Question About K-Means

Kam36

New Member
#1
I'm currently working on a project that looks at clustering retail stores on the bases of their Sales performance by item class.
Items that are sold in these retail stores are classified across 18 groupings.
In short, I'm looking at clustering stores that share similar sales patterns across these classes.
I have been looking into using a K-means Clustering Algorithm, but I'm not sure if I should use Principal Component Analysis (PCA) to reduce my variables into 2-5, as opposed to 18.
The research I have done has been giving me mixed results, and I have not been able to find anything specific. After clustering stores with PCA as well as without, my results vary greatly. Also, I am not sure what the best way is of evaluating my results...How can I tell which process is giving me the best result?
 
#2
Hehe I ran into this on a midterm take home project once.

There is a really good chance that the reason your kmean results vary wildly on the PC and natural variable values is because the PC are standardized and you didn't standardize the natural observations.

I had a situation where I ran kmeans on the full PC projections and on the natural observations and I was getting wildly different results. I thought: why should this be if PC are just rotations in space? When I thought to standardize the natural variables I had my answer.
 

Kam36

New Member
#3
I had no idea!!! Your point was VERY helpful!!

I've been using % of total Sales instead of the actual sales, since I don't want Larger volume stores to be clustered together...So for example, Store X sells 5 products of class 1, 2 products of class 2 and 3 products of class 3....In my dataset, i've turned it into "50% of product 1, 20% of product 2 and 30% of product 3".
If I standardize the actual dollar amounts, will it be essentially doing the same thing? Or will it standardize it by Product?


Hehe I ran into this on a midterm take home project once.

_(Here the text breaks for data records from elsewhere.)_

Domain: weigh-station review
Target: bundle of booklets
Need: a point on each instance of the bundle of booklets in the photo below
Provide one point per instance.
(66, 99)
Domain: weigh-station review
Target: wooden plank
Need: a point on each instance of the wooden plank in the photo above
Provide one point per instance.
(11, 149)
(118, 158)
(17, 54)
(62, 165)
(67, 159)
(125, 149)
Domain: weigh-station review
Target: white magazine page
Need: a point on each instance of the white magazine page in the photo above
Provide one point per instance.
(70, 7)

There is a really good chance that the reason your kmean results vary wildly on the PC and natural variable values is because the PC are standardized and you didn't standardize the natural observations.

I had a situation where I ran kmeans on the full PC projections and on the natural observations and I was getting wildly different results. I thought: why should this be if PC are just rotations in space? When I thought to standardize the natural variables I had my answer.
 
#4
Well point one is you don't ~have~ to standardized to use PCA. It is just that by default it is occasionally done. You can do it without the standardization and repeat to see if it was the issue.

But whether you should standardize is still a question to consider.

So all your variables are total sales in Product A through Z or are there other types of measurements in there too? Interesting. I dont have an answer.
 
Last edited:

Kam36

New Member
#5
So running PCA Doesn't always standardize the dataset?
The only type of measurement i'm using is Sales by Category.
As to standardizing the dataset, do you suggest doing it? As mentioned before in my previous post, i'm worried that large volumes will be clustered together....I'm more interested in clustering stores that have similar sales patterns, as opposed to clustering stores with large sales volumes together.
Do you have any ideas or suggestions as to how I should continue?
Thanks!!

Well point one is you don't ~have~ to standardized to use PCA. It is just that by default it is occasionally done.

But whether you should standardize is still a question to consider.

So all your variables are total sales in Product A through Z or are there other types of measurements in there too? Interesting. I dont have an answer.